I bought the original Raspberry Pi model B (512 MB memory with 26-pin connector) many many years ago. I have just loaded up the latest Raspberry Pi OS and found that it is way too slow. I mean when I click on the console button, it takes about 30 seconds to show up. The web browser button takes about a minute to show up.

I am looking for a Lightweight OS for the sole purpose of learning how to code in Python and interact with the hardware (GPIO, serial interface, etc.). I think an window based IDE would be better for learning Python compare to just a command line.

What's the recommended OS for this? Thanks, James

  • It has been awhile since I have used the older pi's, but from my memory, even the most trimmed down OS was pretty rough to work with. I personally disagree with you about the GUI being a better environment to work in. However, even if you really want to work in a full IDE, you can do this on "fully sized" computer, and then just execute the code on the pi.
    – Chad G
    Apr 11, 2022 at 23:10
  • A lightweight OS won't make a jot of difference. Buy a RPi4 it's going to be at least ten times faster than an old RPi1B.
    – Dougie
    Apr 12, 2022 at 1:16

3 Answers 3


I don't have a working 1B anymore, and I've always used Pis mostly headless, but when I did use a GUI on the original Pi I would use FVWM with no DM. I'd boot to "multi-user" (ie., a text console), then login and startx.

The full GUI stack (really, just X + FVWM) took about 150 MB of RAM, leaving enough room for apps.
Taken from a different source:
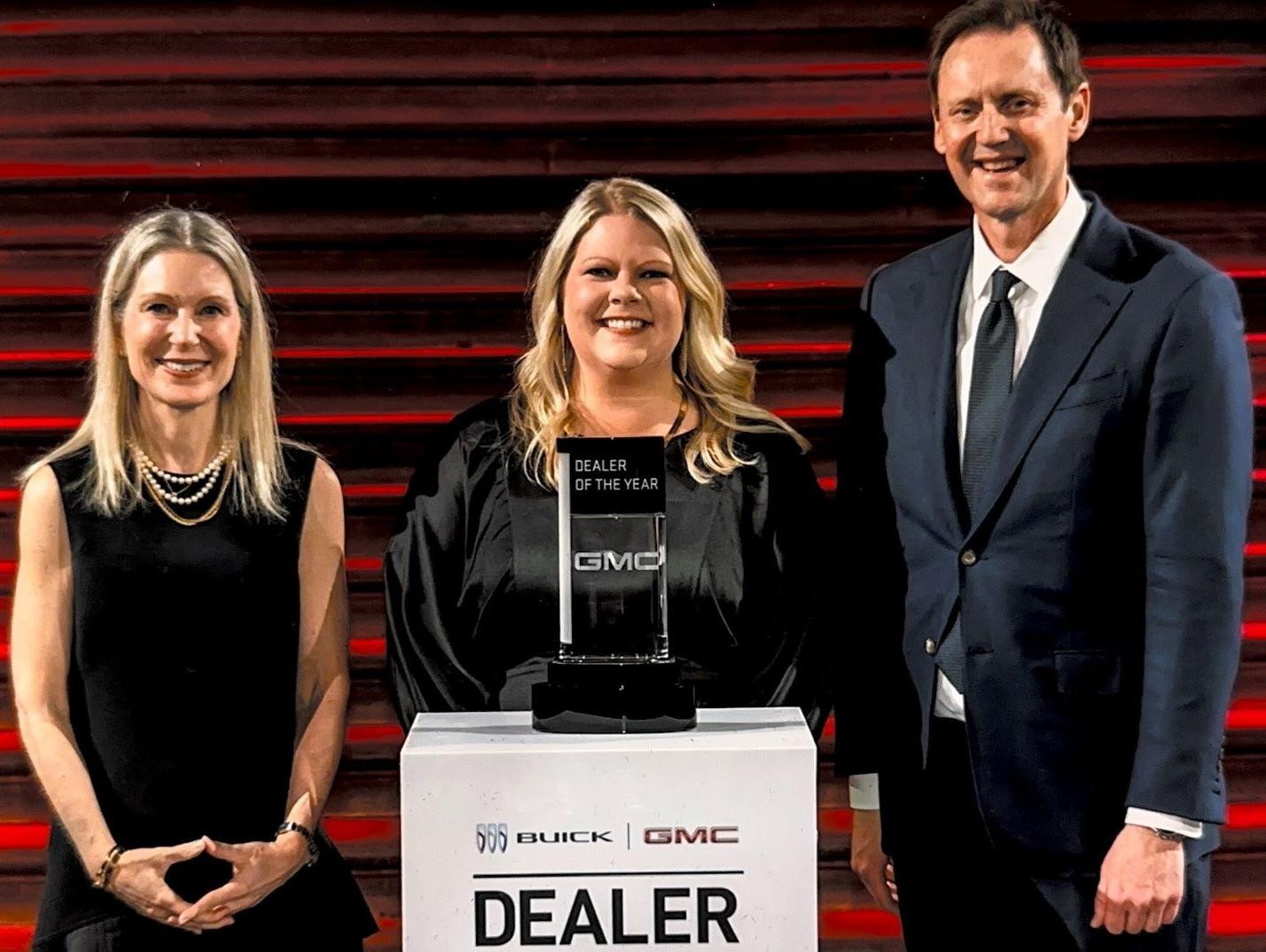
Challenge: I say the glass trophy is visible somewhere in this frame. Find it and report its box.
[532,437,695,734]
Mind you, I did not use it for serious programming or web browsing, and TBH I think the default LXDE was not much heavier.1 I do not think the 512 MB versions have enough memory to do the latter comfortably, especially if you are running some kind of IDE as well.

I don't recommend FVWM specifically as making it really useable requires a lot of familiarity, but the general point is you can use Raspbian, either starting with the light version and installing the GUI stuff, or the full version, install an alternate window manager and just change the configuration. More about that approach, with some details of how the linux desktop stack is structured, here:


I don't know what the current state of lightweight, potentially stand-alone window managers is today, but if you research this in relation to "linux" and not "raspberry pi" you will find more and better information. Anything along these lines that can run on a normal linux box can be installed in Raspbian (or any other distro), memory and performance permitting of course.
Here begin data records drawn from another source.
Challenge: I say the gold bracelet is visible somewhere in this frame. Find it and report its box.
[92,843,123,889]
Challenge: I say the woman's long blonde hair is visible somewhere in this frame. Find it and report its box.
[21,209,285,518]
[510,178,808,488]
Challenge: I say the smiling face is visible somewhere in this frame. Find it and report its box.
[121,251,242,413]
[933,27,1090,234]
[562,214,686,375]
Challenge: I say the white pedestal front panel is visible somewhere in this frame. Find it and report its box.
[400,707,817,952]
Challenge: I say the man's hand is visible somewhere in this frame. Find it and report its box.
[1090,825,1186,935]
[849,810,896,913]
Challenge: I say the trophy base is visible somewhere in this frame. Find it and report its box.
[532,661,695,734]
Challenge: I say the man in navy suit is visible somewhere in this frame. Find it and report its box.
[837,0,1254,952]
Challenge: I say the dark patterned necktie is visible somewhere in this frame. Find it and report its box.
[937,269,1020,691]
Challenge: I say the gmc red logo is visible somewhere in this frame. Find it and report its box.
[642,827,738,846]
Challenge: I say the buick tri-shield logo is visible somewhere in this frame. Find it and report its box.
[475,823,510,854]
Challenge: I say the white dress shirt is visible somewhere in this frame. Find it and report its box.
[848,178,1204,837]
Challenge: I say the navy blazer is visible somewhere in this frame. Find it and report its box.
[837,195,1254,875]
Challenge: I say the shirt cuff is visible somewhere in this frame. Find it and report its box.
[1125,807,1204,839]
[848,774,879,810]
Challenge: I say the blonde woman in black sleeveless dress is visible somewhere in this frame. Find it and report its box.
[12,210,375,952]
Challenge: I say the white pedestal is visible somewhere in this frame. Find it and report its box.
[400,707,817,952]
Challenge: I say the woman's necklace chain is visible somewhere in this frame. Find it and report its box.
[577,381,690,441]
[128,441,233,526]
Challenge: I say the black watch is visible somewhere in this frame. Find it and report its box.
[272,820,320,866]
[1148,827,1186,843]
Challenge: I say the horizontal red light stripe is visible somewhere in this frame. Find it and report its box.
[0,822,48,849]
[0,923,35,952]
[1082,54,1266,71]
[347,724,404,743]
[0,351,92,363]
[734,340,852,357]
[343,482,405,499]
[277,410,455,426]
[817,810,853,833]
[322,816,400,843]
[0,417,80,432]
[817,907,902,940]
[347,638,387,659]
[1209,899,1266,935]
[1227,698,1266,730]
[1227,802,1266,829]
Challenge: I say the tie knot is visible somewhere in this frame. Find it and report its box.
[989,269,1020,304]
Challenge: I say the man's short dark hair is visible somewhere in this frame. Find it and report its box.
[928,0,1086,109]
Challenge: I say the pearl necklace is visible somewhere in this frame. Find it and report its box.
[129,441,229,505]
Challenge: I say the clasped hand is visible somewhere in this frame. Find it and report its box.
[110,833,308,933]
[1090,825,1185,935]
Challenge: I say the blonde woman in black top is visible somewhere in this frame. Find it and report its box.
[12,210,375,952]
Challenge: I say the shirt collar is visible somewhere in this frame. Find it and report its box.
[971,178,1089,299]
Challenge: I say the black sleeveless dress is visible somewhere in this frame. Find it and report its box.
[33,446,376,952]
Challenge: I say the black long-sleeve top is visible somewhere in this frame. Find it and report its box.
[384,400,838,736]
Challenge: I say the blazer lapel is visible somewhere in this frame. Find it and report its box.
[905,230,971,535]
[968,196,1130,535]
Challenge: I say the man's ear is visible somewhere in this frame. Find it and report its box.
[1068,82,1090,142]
  1. I also tried XFCE a bit, which was okay; I preferred my customized FVWM better anyway. Note that the current default Raspbian desktop is a spin off of LXDE.

For your RPi, I would opine that the recommended OS is one without all of the overhead of a window-ed GUI :)
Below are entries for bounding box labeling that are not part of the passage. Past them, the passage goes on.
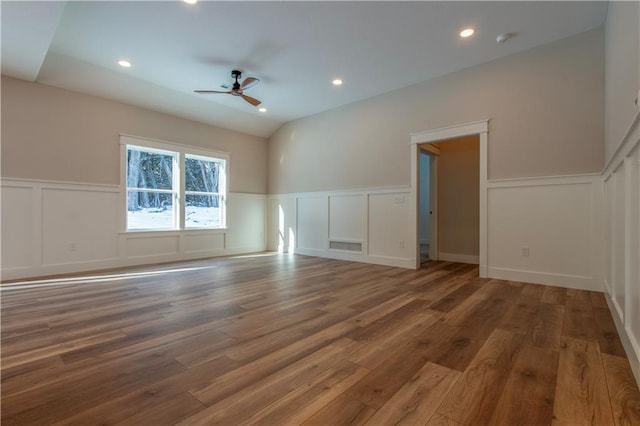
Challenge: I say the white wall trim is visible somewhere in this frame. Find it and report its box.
[0,177,120,192]
[266,186,411,200]
[487,173,602,188]
[489,267,602,291]
[438,251,480,265]
[602,111,640,176]
[410,119,489,144]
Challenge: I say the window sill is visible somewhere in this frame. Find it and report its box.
[118,227,229,235]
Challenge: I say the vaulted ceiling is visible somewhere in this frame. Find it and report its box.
[1,0,607,137]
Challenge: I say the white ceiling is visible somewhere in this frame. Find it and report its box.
[1,0,607,137]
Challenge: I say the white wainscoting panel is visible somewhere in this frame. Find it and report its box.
[42,188,120,265]
[625,147,640,372]
[125,233,180,259]
[487,175,603,291]
[611,162,627,321]
[182,231,225,256]
[329,194,367,242]
[1,185,36,269]
[296,195,329,254]
[602,113,640,384]
[1,178,267,280]
[368,191,414,267]
[267,188,415,268]
[226,194,267,253]
[267,196,297,253]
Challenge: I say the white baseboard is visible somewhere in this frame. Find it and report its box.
[295,247,416,269]
[488,267,604,291]
[438,252,480,265]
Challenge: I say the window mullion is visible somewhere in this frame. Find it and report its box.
[175,153,186,229]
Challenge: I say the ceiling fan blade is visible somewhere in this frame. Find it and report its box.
[194,90,231,95]
[240,77,260,89]
[241,95,262,106]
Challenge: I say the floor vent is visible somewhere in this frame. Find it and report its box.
[329,241,362,253]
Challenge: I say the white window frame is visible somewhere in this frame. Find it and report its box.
[120,134,229,233]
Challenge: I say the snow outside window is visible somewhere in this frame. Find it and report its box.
[125,145,227,231]
[184,155,225,228]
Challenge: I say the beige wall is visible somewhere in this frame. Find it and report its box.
[1,77,268,194]
[269,30,604,193]
[605,1,640,161]
[438,136,480,256]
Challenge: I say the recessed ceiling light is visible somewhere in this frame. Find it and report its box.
[460,27,476,38]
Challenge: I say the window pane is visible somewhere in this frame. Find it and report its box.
[127,148,173,189]
[127,191,175,229]
[184,194,222,228]
[184,156,220,192]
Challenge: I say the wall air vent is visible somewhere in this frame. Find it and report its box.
[329,241,362,253]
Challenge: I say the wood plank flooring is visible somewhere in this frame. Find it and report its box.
[1,255,640,426]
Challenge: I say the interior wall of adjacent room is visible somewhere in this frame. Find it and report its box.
[438,135,480,256]
[269,30,604,194]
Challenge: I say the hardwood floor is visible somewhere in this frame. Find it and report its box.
[1,255,640,426]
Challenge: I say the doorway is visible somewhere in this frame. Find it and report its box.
[410,120,489,277]
[418,144,439,264]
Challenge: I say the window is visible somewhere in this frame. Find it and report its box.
[121,136,228,231]
[184,155,224,228]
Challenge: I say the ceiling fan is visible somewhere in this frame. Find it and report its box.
[194,70,262,106]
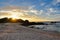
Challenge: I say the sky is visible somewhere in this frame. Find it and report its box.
[0,0,60,21]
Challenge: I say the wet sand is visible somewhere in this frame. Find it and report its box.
[0,23,60,40]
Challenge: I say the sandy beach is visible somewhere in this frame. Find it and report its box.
[0,23,60,40]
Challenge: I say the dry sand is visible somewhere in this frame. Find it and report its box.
[0,23,60,40]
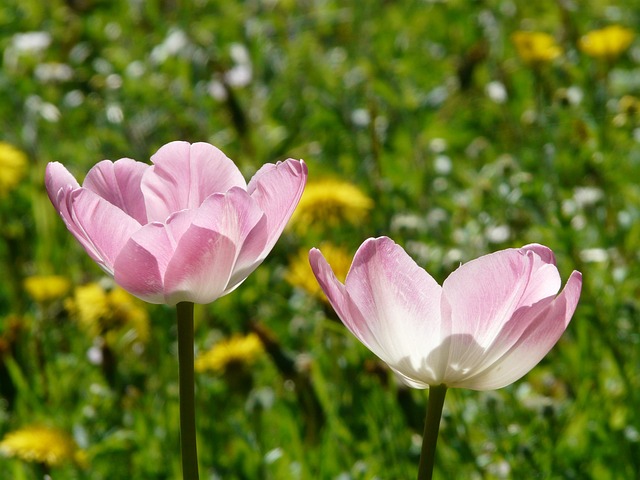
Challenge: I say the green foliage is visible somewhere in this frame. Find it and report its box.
[0,0,640,480]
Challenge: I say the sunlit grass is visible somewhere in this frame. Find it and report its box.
[0,0,640,480]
I still use a Model B Plus Rev 1.2 - ~ 2 years newer than yours. This Model B Plus runs the Lite (no graphics) version of buster. It's certainly not fast, but it's very adequate for my usage. I've even re-compiled a fairly substantial package on it recently :)

Unless I'm mistaken, until just recently The Organization offered a good selection of images for other distributions on their website. I seem to recall Ubuntu being one of them. Perhaps they're still available... somewhere? The challenge is that ARM distributions are harder to find, and I suspect less uniform that the Intel-based code. Others here may be more aware of the availability.

But once again, the Model B with its hardware limitations is going to struggle with any GUI-based distro.


All Pi models, prior to Pi2 used the same SOC so performance should be similar.

I still use a Pi B+ (running Stretch) which is has been running for several years. It is notably sluggish when starting up, but works perfectly well running most tasks, including python.

The OS will have little impact on speed, although the processes you run will.

You can run any Raspberry Pi OS release (although I would recommend against Bullseye which is still incomplete (IMO).

The Legacy OS (Buster) works well on all models, even older versions.

If you want to "learn how to code in Python and interact with the hardware (GPIO, serial interface, etc.)" you DON'T want an IDE, although Thonny is recommended. I do ALL my coding on the command line (unless specifically writing GUI code) - usually over ssh. An IDE just gets in the way if you are just starting.

I recommend you start with gpiozero which has excellent tutorials and examples.

A good editor is the main requirement for easy coding.